Nepomuceno Juan A, Troncoso Alicia, Nepomuceno-Chamorro Isabel A, Aguilar-Ruiz Jesús S
1Departamento de Lenguajes y Sistemas Informáticos, Universidad de Sevilla, Avd. Reina Mercedes s/n, Seville, 41012 Spain.
2Área de Informática, Universidad Pablo de Olavide, Ctra. Utrera km. 1, Seville, 41013 Spain.
BioData Min. 2018 Mar 27;11:4. doi: 10.1186/s13040-018-0165-9. eCollection 2018.
Biclustering algorithms search for groups of genes that share the same behavior under a subset of samples in gene expression data. Nowadays, the biological knowledge available in public repositories can be used to drive these algorithms to find biclusters composed of groups of genes functionally coherent. On the other hand, a distance among genes can be defined according to their information stored in Gene Ontology (GO). Gene pairwise GO semantic similarity measures report a value for each pair of genes which establishes their functional similarity. A scatter search-based algorithm that optimizes a merit function that integrates GO information is studied in this paper. This merit function uses a term that addresses the information through a GO measure.

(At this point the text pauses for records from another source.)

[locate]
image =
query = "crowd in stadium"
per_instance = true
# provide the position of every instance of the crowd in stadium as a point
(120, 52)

The effect of two possible different gene pairwise GO measures on the performance of the algorithm is analyzed. Firstly, three well known yeast datasets with approximately one thousand of genes are studied. Secondly, a group of human datasets related to clinical data of cancer is also explored by the algorithm. Most of these data are high-dimensional datasets composed of a huge number of genes. The resultant biclusters reveal groups of genes linked by a same functionality when the search procedure is driven by one of the proposed GO measures. Furthermore, a qualitative biological study of a group of biclusters show their relevance from a cancer disease perspective.

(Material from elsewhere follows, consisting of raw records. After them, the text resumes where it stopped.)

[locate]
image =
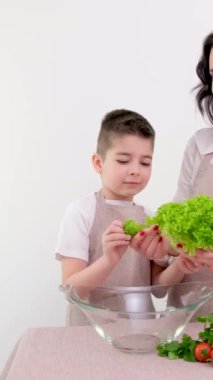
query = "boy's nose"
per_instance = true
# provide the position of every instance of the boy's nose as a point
(134, 170)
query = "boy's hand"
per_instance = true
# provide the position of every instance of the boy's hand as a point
(115, 242)
(151, 244)
(205, 258)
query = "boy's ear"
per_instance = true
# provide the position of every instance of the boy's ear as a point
(97, 162)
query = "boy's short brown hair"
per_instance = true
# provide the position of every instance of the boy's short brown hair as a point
(122, 122)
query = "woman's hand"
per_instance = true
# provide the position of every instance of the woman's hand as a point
(115, 242)
(187, 264)
(150, 243)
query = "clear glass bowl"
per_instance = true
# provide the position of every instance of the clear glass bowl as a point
(136, 319)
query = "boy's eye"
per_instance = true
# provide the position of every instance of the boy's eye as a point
(122, 162)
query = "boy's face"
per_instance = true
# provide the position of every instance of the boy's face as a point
(126, 168)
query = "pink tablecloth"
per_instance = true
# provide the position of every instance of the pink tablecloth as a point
(78, 353)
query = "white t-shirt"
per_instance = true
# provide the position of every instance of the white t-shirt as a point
(198, 146)
(73, 238)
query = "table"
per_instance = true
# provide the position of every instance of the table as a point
(78, 353)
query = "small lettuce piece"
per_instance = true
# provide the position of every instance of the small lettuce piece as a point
(131, 227)
(189, 223)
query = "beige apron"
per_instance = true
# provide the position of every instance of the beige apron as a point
(203, 184)
(133, 268)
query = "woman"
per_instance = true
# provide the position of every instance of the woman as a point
(196, 177)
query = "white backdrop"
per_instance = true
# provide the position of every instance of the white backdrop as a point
(63, 65)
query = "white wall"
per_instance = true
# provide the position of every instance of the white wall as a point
(63, 65)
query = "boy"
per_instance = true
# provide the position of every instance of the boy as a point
(92, 246)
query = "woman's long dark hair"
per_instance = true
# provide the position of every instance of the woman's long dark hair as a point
(204, 96)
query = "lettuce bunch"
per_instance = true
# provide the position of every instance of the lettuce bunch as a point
(189, 223)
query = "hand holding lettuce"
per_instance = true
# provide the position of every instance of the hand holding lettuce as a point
(189, 223)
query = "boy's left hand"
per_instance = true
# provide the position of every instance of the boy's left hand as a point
(150, 243)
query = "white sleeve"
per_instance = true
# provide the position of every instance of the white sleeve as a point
(186, 172)
(73, 238)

It can be concluded that the integration of biological information improves the performance of the biclustering process. The two different GO measures studied show an improvement in the results obtained for the yeast dataset. However, if datasets are composed of a huge number of genes, only one of them really improves the algorithm performance. This second case constitutes a clear option to explore interesting datasets from a clinical point of view.

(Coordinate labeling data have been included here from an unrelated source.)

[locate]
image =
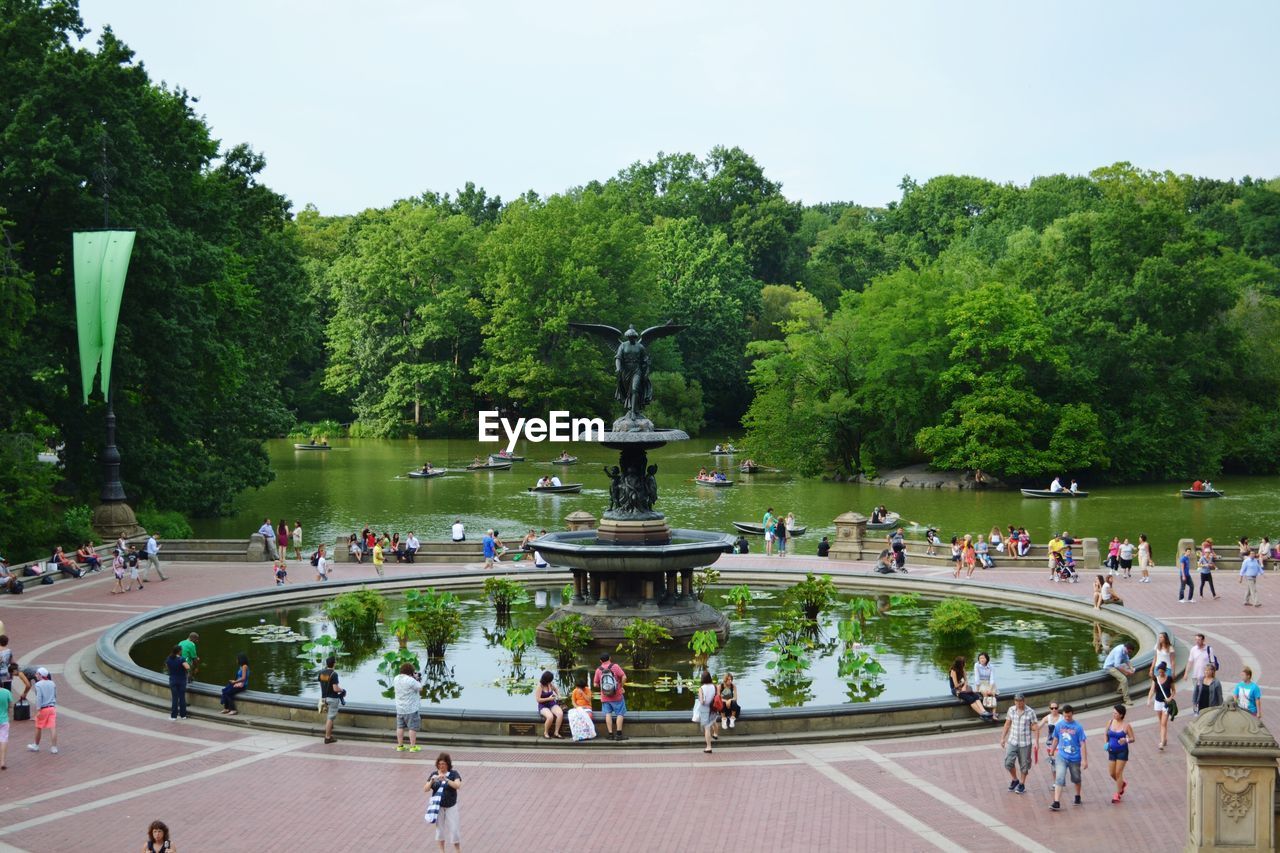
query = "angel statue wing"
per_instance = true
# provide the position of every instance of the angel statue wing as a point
(663, 331)
(606, 332)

双聚类算法旨在在基因表达数据的样本子集中寻找具有相同行为的基因组。如今,公共知识库中可用的生物学知识可用于驱动这些算法,以找到由功能相关的基因组组成的双聚类。另一方面,可以根据基因本体论(GO)中存储的信息定义基因之间的距离。基因对的GO语义相似性度量为每对基因报告一个值,该值确定它们的功能相似性。本文研究了一种基于散布搜索的算法,该算法优化了一个整合GO信息的价值函数。这个价值函数使用一个通过GO度量来处理信息的项。
分析了两种可能不同的基因对GO度量对算法性能的影响。首先,研究了三个包含约一千个基因的著名酵母数据集。其次,该算法还探索了一组与癌症临床数据相关的人类数据集。这些数据大多是由大量基因组成的高维数据集。当搜索过程由所提出的GO度量之一驱动时,得到的双聚类揭示了由相同功能连接的基因组。此外,对一组双聚类的定性生物学研究表明了它们从癌症疾病角度的相关性。
可以得出结论,生物信息的整合提高了双聚类过程的性能。所研究的两种不同的GO度量在酵母数据集的结果上显示出改进。然而,如果数据集由大量基因组成,只有其中一种真正提高了算法性能。第二种情况构成了从临床角度探索有趣数据集的明确选择。